На свой юбилей Анна натащила гору всяких вкусностей, Лера принялась командовать:
– Огарышев, сдвигай столы, Лола, чего расселась? Хлеб режь!
– А вилки, рюмки… Давайте, я помою, – поднялась из-за стола Инга.
– Да нет их у нас. Ни того, ни другого. Мы по рабоче-крестьянски обходимся: ложками и пиалками, – беспечно рассмеялась Анюта.
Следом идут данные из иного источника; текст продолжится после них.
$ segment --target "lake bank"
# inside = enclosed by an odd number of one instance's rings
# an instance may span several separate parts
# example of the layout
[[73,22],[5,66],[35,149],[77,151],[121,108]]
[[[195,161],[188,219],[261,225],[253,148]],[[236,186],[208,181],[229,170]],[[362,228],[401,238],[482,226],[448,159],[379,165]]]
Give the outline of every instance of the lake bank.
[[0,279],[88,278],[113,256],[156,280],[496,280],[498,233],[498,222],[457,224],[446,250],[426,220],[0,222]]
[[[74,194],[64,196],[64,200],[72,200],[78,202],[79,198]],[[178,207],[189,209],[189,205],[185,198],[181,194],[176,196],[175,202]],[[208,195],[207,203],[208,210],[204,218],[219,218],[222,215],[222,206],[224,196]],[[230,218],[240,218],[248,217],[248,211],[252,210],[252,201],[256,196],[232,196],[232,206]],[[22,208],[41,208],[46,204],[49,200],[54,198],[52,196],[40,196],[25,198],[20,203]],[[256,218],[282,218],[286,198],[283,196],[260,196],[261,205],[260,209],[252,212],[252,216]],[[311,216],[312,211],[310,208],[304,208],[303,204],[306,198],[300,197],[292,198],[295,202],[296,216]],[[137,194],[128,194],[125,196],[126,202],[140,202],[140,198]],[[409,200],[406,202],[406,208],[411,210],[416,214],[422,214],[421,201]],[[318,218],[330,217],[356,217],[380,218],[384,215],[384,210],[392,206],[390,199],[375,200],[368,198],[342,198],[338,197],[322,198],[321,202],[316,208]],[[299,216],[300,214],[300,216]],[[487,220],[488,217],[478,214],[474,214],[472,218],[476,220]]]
– Как же так? – недоуменно вскинула на меня ореховый взгляд Инга.
И всем стало не по себе. Действительно, непорядок.
– А пойдемте к нам, – предложила она. – Дома все есть. И недалеко тут совсем.
– Конечно, пойдемте, – обрадовался я. – Хоть раз по-человечески посидим.
Мне так хотелось в гости! Я обожал бывать в гостях, примеривая к своей жизни чужую обстановку, отношения, угадываемые маленькие интимные тайны… А как живет эта пара, Инга с Каримом, мне требовалось знать просто до чесотки в мозгах.
Квартира у них оказалась обычной, каких миллионы в наших пятиэтажных близняшках, с интерьером ничем не примечательным. Разве что стена столовой была целиком укрыта плетенкой плюща, будто торец древнего английского замка. Темная зелень тянулась из узкого декоративного корытца. Воздух был оранжерейно густым.
Инга поспешила пояснить:
– От прежних хозяев осталось. Руки не доходят выкинуть. Вот будем ремонт делать…
А тут и Карим пожаловал. Мы одновременно спросили: «Как дела, старик?», и вроде бы сами себе ответили: «Да нормально, старина!». Пооткрывали банки, раздвинули стол. Лера пожелала Анне здоровья. И все бодро заорудовали вилками. Лишь Инга, помедлив, положила себе шпротинку, изящно разрезала огурчик на узкие ломтики… Устыдившись нашего плебейства, я сделал то же. И потек застольный разговорчик ни о чем и обо всем. А я приглядывался к хозяевам. Пытался уловить улики любви, душевного родства. О! Я бы распознал их за версту – теплеющий голос, ласковое оглядывание: все ли в порядке, прикосновения вместо слов… Их не было – улик любви. Ничего.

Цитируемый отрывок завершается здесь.